Persiapan sosial yang minim, sepertinya menjadi faktor utama. Padahal dari segi analisis
kebutuhan yang dilakukan sebelum proyek disepakati untuk dibangun, menyatakakan proyek
pengadaan air minum adalah merupakan skala prioritas. Dari sini dapat ditarik pelajaran, bahwa
sesederhana apapun teknologi, harus disosialisasikan secara matang dan persiapan sosial seperti
pengorganisasian masyarakat harus dilakukan secara tepat.

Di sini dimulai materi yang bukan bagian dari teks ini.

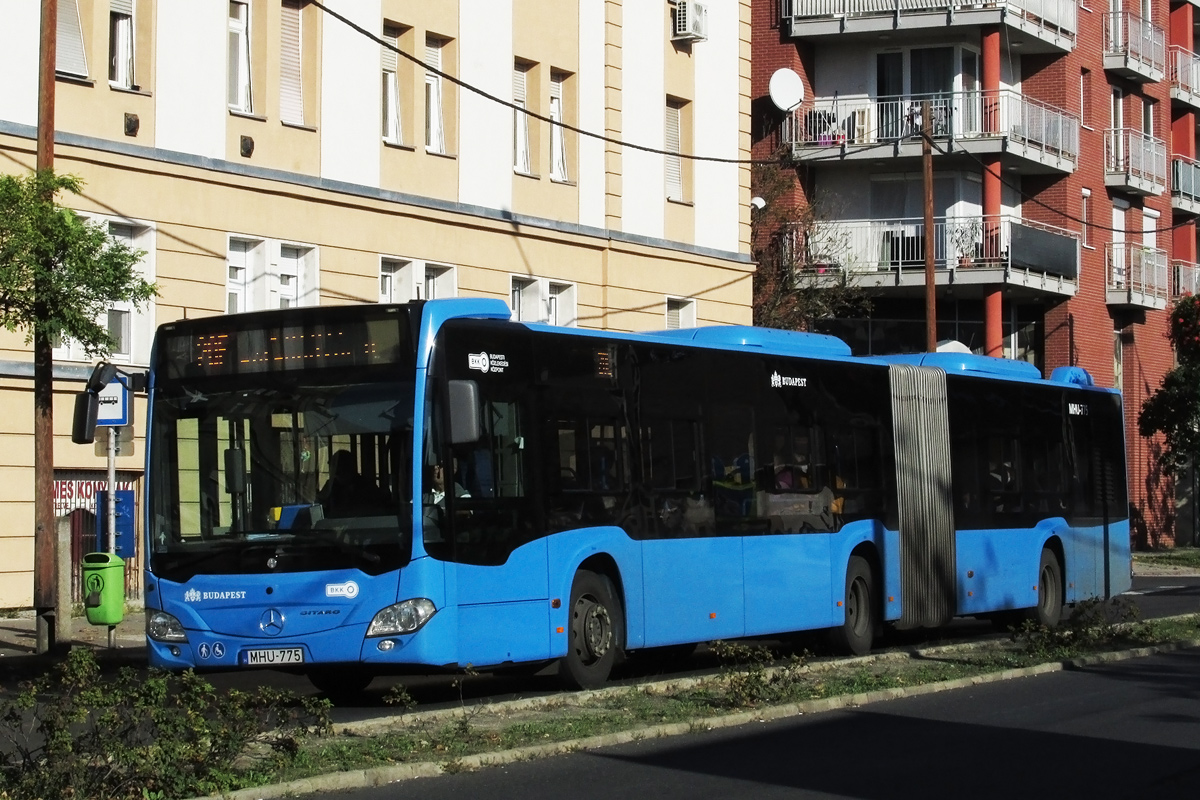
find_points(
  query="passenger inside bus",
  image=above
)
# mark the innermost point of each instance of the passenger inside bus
(435, 501)
(347, 493)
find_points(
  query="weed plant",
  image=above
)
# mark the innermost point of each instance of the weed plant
(73, 733)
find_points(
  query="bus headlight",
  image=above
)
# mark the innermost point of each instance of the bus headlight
(402, 618)
(162, 626)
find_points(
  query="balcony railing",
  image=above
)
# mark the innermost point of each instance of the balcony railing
(1135, 161)
(1057, 17)
(1038, 126)
(1186, 184)
(898, 246)
(1185, 278)
(1137, 275)
(1134, 46)
(1185, 72)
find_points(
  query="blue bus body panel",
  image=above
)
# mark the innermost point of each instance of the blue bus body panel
(693, 589)
(503, 609)
(787, 582)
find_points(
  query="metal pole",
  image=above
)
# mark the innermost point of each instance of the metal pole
(46, 551)
(111, 540)
(927, 152)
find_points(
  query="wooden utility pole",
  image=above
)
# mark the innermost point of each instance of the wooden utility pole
(46, 561)
(927, 156)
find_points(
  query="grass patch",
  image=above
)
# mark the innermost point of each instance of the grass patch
(1179, 557)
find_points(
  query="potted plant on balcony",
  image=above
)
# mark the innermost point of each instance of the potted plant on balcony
(966, 236)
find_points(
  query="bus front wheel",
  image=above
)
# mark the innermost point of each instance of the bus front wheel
(597, 630)
(857, 632)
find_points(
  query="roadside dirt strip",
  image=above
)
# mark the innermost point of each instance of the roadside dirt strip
(384, 775)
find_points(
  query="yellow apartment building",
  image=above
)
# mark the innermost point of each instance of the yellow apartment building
(277, 152)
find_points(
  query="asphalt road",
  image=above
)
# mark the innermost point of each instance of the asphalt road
(1122, 731)
(1155, 596)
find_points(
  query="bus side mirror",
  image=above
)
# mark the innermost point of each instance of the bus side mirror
(235, 470)
(83, 425)
(463, 411)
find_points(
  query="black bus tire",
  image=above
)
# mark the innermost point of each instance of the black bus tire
(1049, 609)
(595, 631)
(857, 632)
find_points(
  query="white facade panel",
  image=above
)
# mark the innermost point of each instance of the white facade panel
(191, 103)
(485, 127)
(349, 96)
(591, 179)
(18, 62)
(642, 119)
(715, 122)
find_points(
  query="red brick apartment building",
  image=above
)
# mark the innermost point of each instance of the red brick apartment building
(1066, 186)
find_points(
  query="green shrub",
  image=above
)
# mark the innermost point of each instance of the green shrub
(76, 733)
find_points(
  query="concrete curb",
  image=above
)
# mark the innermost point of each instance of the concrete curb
(384, 775)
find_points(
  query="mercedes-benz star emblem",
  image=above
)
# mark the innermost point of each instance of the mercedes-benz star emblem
(271, 621)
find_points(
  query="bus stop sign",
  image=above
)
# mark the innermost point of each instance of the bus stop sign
(114, 403)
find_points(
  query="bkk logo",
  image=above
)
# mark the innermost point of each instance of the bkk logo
(487, 361)
(348, 589)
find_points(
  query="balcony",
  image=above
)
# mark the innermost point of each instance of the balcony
(1185, 185)
(1134, 162)
(1137, 276)
(981, 251)
(1029, 133)
(1037, 25)
(1185, 70)
(1134, 48)
(1185, 278)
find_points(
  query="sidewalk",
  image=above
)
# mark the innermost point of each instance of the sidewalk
(18, 639)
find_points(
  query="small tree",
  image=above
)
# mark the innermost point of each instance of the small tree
(58, 275)
(1174, 409)
(789, 289)
(58, 272)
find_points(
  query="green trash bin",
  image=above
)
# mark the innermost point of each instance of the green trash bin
(103, 588)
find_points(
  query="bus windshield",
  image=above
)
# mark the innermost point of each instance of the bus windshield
(287, 462)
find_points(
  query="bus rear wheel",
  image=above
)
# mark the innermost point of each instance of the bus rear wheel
(1049, 609)
(597, 631)
(857, 632)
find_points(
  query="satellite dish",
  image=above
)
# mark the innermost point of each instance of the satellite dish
(786, 90)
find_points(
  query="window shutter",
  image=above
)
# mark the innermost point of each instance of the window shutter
(673, 163)
(388, 55)
(70, 54)
(291, 82)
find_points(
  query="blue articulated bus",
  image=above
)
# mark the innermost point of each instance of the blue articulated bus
(366, 489)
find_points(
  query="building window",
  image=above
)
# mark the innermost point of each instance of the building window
(1085, 217)
(70, 55)
(540, 300)
(557, 133)
(239, 58)
(240, 264)
(130, 329)
(673, 164)
(393, 130)
(681, 313)
(120, 43)
(435, 122)
(1085, 97)
(291, 71)
(403, 280)
(520, 119)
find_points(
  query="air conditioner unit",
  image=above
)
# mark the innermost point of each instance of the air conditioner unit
(691, 22)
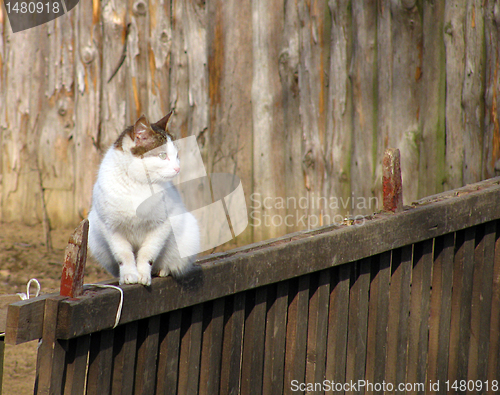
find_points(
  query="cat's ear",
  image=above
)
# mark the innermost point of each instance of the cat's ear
(142, 129)
(163, 123)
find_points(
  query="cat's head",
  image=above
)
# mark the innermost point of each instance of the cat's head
(150, 149)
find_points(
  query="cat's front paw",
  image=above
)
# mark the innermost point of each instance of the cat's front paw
(144, 277)
(129, 278)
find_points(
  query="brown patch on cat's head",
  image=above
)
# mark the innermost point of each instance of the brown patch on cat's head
(145, 136)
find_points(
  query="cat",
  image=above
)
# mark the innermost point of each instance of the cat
(135, 244)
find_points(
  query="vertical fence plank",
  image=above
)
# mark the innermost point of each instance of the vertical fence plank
(76, 360)
(358, 322)
(160, 41)
(137, 59)
(296, 332)
(254, 343)
(473, 90)
(478, 286)
(440, 310)
(418, 331)
(288, 69)
(314, 47)
(454, 31)
(399, 308)
(233, 346)
(376, 346)
(318, 327)
(89, 68)
(100, 363)
(485, 285)
(51, 354)
(147, 352)
(461, 305)
(494, 350)
(406, 58)
(337, 325)
(274, 357)
(268, 132)
(2, 356)
(113, 114)
(491, 145)
(384, 89)
(189, 360)
(364, 77)
(212, 350)
(124, 357)
(168, 361)
(229, 36)
(338, 141)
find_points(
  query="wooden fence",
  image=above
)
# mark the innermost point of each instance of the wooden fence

Saya belum bisa melupakan, ketika masyarakat di Sipultak - Tapanuli Utara, bersorak gembira,
ketika pertama sekali air menyembur hingga ke desa mereka. Di antara mereka ada yang
langsung meneguk air itu, dan sebagian lagi ada yang langsung menyiramkannya ke tubuh.
Hydram, ternyata memberi harapan baru saat itu.
Pertanyaan sekarang, kenapa teknologi yang tepat guna seperti ini tidak dilirik oleh Pemerintah
Kabupaten di Taput, Tobasa, Humbahas, Dairi, Samosir dan Pakpak Bharat, sebagai alternatif
dalam penyediaan air bagi masyarakat. Desa Pokki, walau sudah 63 tahun merdeka,
penduduknya masih mengkonsumsi air hujan. Dan, banyak lagi desa-desa lain yang memiliki
sumber air tetapi tidak bisa dimanfaatkan karena ketiadaan teknologi murah meriah.